The Guilt of (this) Working Mom takes shape in many forms. In the nutella with bread Zoey gets each morning despite the fact that it's not part of a balanced breakfast no matter what the commercial says. In the way I practically make out with Ozzy the minute I walk through the door, holding him while I shuffle around the house because my lower back has seized up. In the little dance I do in front of my house each morning; Zoey watching through the picture window as I blow kisses, then hugs, then
I love you in American Sign Language which always makes me feel a little like I'm listening to Metallica, the difference only in the inclusion of a thumb.
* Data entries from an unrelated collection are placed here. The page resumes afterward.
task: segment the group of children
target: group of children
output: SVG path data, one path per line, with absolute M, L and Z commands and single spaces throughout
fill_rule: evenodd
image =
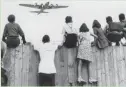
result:
M 97 82 L 96 79 L 91 76 L 90 64 L 92 62 L 92 49 L 90 36 L 94 37 L 94 44 L 99 49 L 104 49 L 111 45 L 111 42 L 116 42 L 119 46 L 119 41 L 122 37 L 126 38 L 126 21 L 125 15 L 119 15 L 119 23 L 112 21 L 112 17 L 108 16 L 106 22 L 108 23 L 105 29 L 101 28 L 101 24 L 98 20 L 93 21 L 93 31 L 91 33 L 85 23 L 83 23 L 79 29 L 79 33 L 72 26 L 72 17 L 67 16 L 65 18 L 65 25 L 63 26 L 63 41 L 61 43 L 52 42 L 49 35 L 44 35 L 42 43 L 38 48 L 40 53 L 40 63 L 38 67 L 39 73 L 39 84 L 40 86 L 54 86 L 55 85 L 55 74 L 56 68 L 54 64 L 55 51 L 58 48 L 64 48 L 67 59 L 68 59 L 68 78 L 69 84 L 74 84 L 74 63 L 78 60 L 78 82 L 86 81 L 82 78 L 82 63 L 85 62 L 89 66 L 89 82 Z M 3 34 L 3 41 L 6 42 L 7 47 L 15 48 L 20 44 L 19 35 L 22 37 L 23 43 L 26 43 L 24 33 L 20 26 L 15 23 L 15 16 L 10 15 L 8 17 L 9 23 L 6 24 Z M 120 26 L 121 25 L 121 26 Z M 113 27 L 117 26 L 117 27 Z M 120 28 L 120 29 L 117 29 Z M 115 37 L 115 39 L 113 38 Z M 111 39 L 112 38 L 112 39 Z M 113 40 L 114 39 L 114 40 Z M 126 44 L 124 44 L 126 45 Z M 76 49 L 78 47 L 78 50 Z M 77 51 L 76 51 L 77 50 Z M 77 54 L 76 54 L 77 53 Z M 63 61 L 61 61 L 63 64 Z

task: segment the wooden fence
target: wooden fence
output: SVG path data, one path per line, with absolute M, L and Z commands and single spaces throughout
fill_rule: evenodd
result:
M 56 85 L 67 86 L 67 58 L 63 55 L 64 49 L 58 49 L 55 55 L 55 65 L 57 69 Z M 125 86 L 126 85 L 126 47 L 114 46 L 104 50 L 93 47 L 92 73 L 98 80 L 99 86 Z M 76 54 L 76 52 L 75 52 Z M 59 58 L 64 56 L 64 67 L 60 66 Z M 37 86 L 38 85 L 38 65 L 39 53 L 28 43 L 16 49 L 8 49 L 3 60 L 4 68 L 7 70 L 9 86 Z M 76 67 L 77 63 L 75 63 Z M 83 65 L 83 77 L 88 81 L 89 73 Z M 76 67 L 77 70 L 77 67 Z M 75 70 L 75 81 L 77 71 Z

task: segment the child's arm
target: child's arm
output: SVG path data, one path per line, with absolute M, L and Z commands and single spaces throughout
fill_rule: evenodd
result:
M 95 38 L 98 38 L 97 35 L 93 34 L 93 33 L 90 33 L 91 36 L 95 37 Z
M 81 40 L 82 40 L 82 37 L 79 35 L 79 36 L 78 36 L 78 44 L 81 43 Z

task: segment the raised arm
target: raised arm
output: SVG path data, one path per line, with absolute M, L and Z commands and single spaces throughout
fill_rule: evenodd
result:
M 97 32 L 97 29 L 96 29 L 96 28 L 93 28 L 93 31 L 94 31 L 94 34 L 95 34 L 95 35 L 97 35 L 97 34 L 98 34 L 98 32 Z M 98 38 L 98 36 L 97 36 L 97 38 Z M 96 43 L 97 38 L 94 38 L 94 42 L 95 42 L 95 43 Z
M 24 35 L 24 32 L 22 31 L 22 29 L 19 25 L 18 25 L 18 33 L 22 37 L 23 43 L 25 44 L 26 43 L 25 35 Z
M 93 34 L 93 33 L 90 33 L 91 36 L 95 37 L 95 38 L 98 38 L 97 35 Z

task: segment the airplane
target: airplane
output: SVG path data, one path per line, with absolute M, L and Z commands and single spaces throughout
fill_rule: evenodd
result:
M 24 7 L 31 7 L 31 8 L 37 8 L 37 9 L 40 9 L 40 11 L 30 11 L 32 13 L 48 13 L 48 12 L 45 12 L 44 10 L 46 9 L 58 9 L 58 8 L 67 8 L 68 6 L 59 6 L 58 4 L 56 5 L 53 5 L 53 4 L 50 4 L 49 2 L 46 2 L 44 5 L 43 4 L 40 4 L 38 5 L 37 3 L 35 3 L 34 5 L 32 4 L 19 4 L 20 6 L 24 6 Z

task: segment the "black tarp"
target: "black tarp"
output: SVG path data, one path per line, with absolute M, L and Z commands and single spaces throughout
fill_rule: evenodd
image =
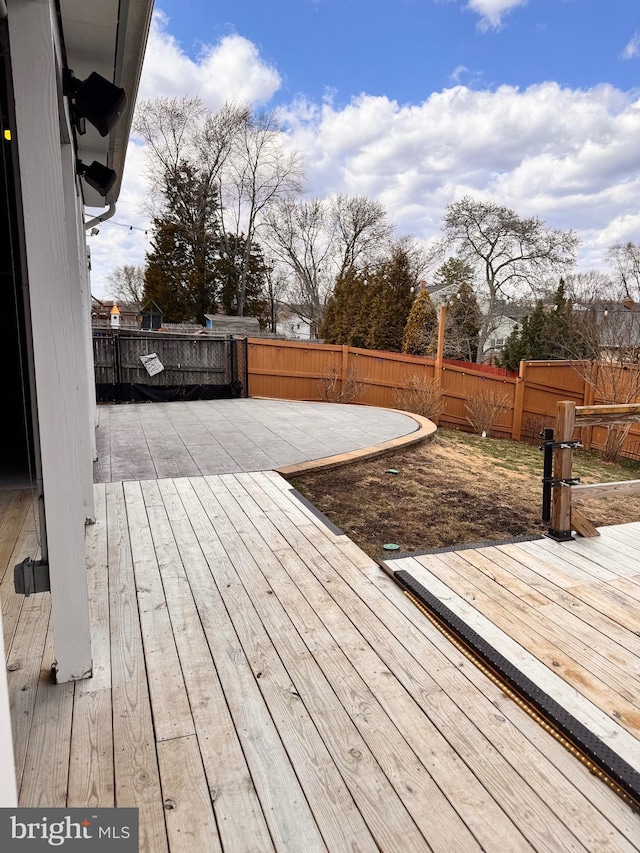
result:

Three times mommy! Do it three times today! And so I do it while cars drive past,
mwah, mmmhug, a flash of fingers,
mwah, mmmhug, a flash of fingers, mwah, mmmhug, a flash of fingers. As if I am going off to war and not just walking to the bus stop.
Long ago I made the mistake of drawing on the napkin that I put in Zoey's lunch box, a princess or something, I don't know. The next day she asked for a pirate, and then a spider, a bat, castle, mountains, fish, stars, rainbows. Before I knew it I could not
not draw a picture on her napkin, each night thinking
what should I draw for tomorrow? 10 o'clock tired and realizing
shit, I forgot to draw something, pulling out a pen and sketching a skeleton in October, turkeys in November, Santa and snowflakes, my favorite: elves having a snowball fight. And then last week I found a zippered compartment in Zoey's lunch box that I didn't know was there. I opened it and found a stash of old napkins.
Those are my favorites, Zoey said when I asked why they were there.
I can't throw those away because you're famous, she said.
I'm not famous, I told her, but she insisted I was. Said that all her friends loved my napkins, that at the beginning of lunch they crowded around her to see what it would be that day, that I was a famous drawer and a famous mommy, and you know where this is going, right?

I am not the best artist. Not the best writer or the best person, not the smartest, most beautiful, not even the worst or the ugliest, dumbest or sluttiest. Not the
estiest of anything, really. But in that moment I was super-superlative more than most and then some. Because every day while I am in a meeting maybe, or eating a tasteless sandwich dropping crumbs on my keyboard, every day while I am on the 21st floor of a building my daughter is nine miles away at noon thinking I am a famous mommy, and that right there is everything.

So yes, it seems I will be drawing on napkins every weeknight until Zoey, and then Ozzy is out of school. Bunnies and cats, maps, mice, people with very big eyes and cupcakes. I will draw on napkins until they tell me to stop, beg me,
mom, you have got to stop sending napkins to my dorm, to my work, to my husband, to my wife. And I will smile the smile of someone who knows she is good at what she does. Because I am their mommy, and they made me famous.
Now if you'll excuse me, I have a napkin to go draw. (I'm thinking raccoon.)